2 maja na Telegramie opublikowano zdjęcie sfabrykowanego rozkazu Szefa Sztabu Generalnego Wojska Polskiego. Z jego treści wynikało, że trzy jednostki Wojska Polskiego mają zostać doprowadzone do stanu pełnej gotowości bojowej „w celu ochrony obiektów infrastruktury krytycznej przed rosyjską agresją w Obwodzie Lwowskim i Wołyńskim na Ukrainie”.

Rozkaz był podpisany przez Dowódcę Generalnego Rodzajów Sił Zbrojnych generała Jarosława Mikę, była tam także pieczęć i podpis radcy prawnego Zarządu Kierowania i Dowodzenia. Dokument sfabrykowano używając oryginalnego rozkazu, którego zdjęcie zostało upublicznione w internecie. Zachowano nagłówek i podpisy, za to zupełnie zmieniono treść.
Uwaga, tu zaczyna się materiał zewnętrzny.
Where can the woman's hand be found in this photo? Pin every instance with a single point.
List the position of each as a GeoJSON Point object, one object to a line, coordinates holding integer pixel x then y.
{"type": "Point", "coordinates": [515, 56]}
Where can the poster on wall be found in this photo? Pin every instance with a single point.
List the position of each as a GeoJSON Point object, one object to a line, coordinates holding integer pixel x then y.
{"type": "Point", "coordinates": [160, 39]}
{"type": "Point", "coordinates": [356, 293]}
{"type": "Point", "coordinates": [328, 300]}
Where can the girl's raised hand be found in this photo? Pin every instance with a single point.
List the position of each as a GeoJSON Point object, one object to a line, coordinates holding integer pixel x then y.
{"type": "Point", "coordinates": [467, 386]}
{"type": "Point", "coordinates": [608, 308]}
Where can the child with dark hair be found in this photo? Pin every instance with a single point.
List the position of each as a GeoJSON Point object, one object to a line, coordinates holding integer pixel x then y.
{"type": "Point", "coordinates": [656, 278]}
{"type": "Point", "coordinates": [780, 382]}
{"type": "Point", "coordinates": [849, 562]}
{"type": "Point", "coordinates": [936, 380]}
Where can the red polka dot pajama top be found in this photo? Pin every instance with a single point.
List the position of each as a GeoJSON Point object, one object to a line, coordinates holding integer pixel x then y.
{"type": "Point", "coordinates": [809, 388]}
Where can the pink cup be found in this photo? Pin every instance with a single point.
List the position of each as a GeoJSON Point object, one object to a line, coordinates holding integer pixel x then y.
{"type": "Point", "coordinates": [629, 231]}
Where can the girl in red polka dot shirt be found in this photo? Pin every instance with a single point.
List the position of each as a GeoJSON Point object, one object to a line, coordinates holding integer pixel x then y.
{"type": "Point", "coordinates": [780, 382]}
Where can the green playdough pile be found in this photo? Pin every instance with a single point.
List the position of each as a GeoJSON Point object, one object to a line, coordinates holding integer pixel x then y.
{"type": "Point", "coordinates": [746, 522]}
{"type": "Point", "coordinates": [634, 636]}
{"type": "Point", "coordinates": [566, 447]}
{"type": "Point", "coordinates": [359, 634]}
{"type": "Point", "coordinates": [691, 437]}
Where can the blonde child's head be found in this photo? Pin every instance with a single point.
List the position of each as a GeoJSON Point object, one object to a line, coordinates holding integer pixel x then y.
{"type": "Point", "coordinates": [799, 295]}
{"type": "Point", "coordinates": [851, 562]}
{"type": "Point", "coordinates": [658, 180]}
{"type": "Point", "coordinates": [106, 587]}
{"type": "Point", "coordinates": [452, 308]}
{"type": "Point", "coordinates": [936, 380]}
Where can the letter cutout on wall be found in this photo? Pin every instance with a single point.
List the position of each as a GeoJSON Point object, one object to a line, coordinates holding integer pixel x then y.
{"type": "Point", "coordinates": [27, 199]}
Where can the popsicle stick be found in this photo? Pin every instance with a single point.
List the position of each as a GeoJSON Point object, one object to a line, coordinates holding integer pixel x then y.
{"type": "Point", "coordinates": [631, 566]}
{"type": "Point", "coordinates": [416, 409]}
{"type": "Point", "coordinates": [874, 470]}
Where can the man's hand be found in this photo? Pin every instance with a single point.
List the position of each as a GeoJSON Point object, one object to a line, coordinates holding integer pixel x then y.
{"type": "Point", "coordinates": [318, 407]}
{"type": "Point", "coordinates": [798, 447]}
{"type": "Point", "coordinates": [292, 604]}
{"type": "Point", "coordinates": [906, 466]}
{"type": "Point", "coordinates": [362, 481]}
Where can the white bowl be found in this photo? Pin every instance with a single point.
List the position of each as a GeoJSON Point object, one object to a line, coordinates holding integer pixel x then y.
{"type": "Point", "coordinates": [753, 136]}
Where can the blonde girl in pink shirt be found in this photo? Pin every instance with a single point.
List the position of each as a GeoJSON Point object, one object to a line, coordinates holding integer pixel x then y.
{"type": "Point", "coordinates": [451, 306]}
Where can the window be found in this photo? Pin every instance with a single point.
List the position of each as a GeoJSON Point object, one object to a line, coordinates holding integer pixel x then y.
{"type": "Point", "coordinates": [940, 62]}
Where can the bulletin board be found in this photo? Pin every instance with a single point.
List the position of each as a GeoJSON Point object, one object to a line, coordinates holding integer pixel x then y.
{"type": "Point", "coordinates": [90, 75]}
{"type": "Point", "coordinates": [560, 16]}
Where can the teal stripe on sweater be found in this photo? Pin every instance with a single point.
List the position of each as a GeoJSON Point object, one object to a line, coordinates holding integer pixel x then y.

Fabrykujący fałszywkę popełnili jednak błąd: rozkaz, datowany na 27 kwietnia 2022 roku, zaadresowali do gen. bryg. Grzegorza Grodzkiego, który na początku kwietnia zakończył służbę i przeszedł do rezerwy. Pisałam o tym w OKO.press:

10 maja wypuszczono kolejny nieprawdziwy dokument. Tym razem było to pismo ukraińskie: od gen. Giennadija Szapowałowa do gen. Serhija Dejneko, dowódcy Służby Granicznej Ukrainy. Szapowałow przekazywał w nim, że w dniach 22-24 maja na zachodnią Ukrainę wjedzie polsko-litewski kontyngent wojsk pokojowych w składzie czterech batalionów (do 9,5 tys. żołnierzy), chodzi więc o to, by ukraińscy pogranicznicy przepuścili żołnierzy przez granicę, na przejściu w Hrebennem. Miało do tego dojść 22 maja o godz. 4 nad ranem. Fake news znów rozchodził się na Telegramie, a na polskim Twitterze udostępnił go wspominany już Piotr Panasiuk.

Rosyjskiego „newsa” zdementowało zarówno polskie Ministerstwo Obrony, dowództwo stacjonującej w Lublinie brygady litewsko-polsko-ukraińskiej jak i ukraińskie rządowe Centrum Przeciwdziałania Dezinformacji.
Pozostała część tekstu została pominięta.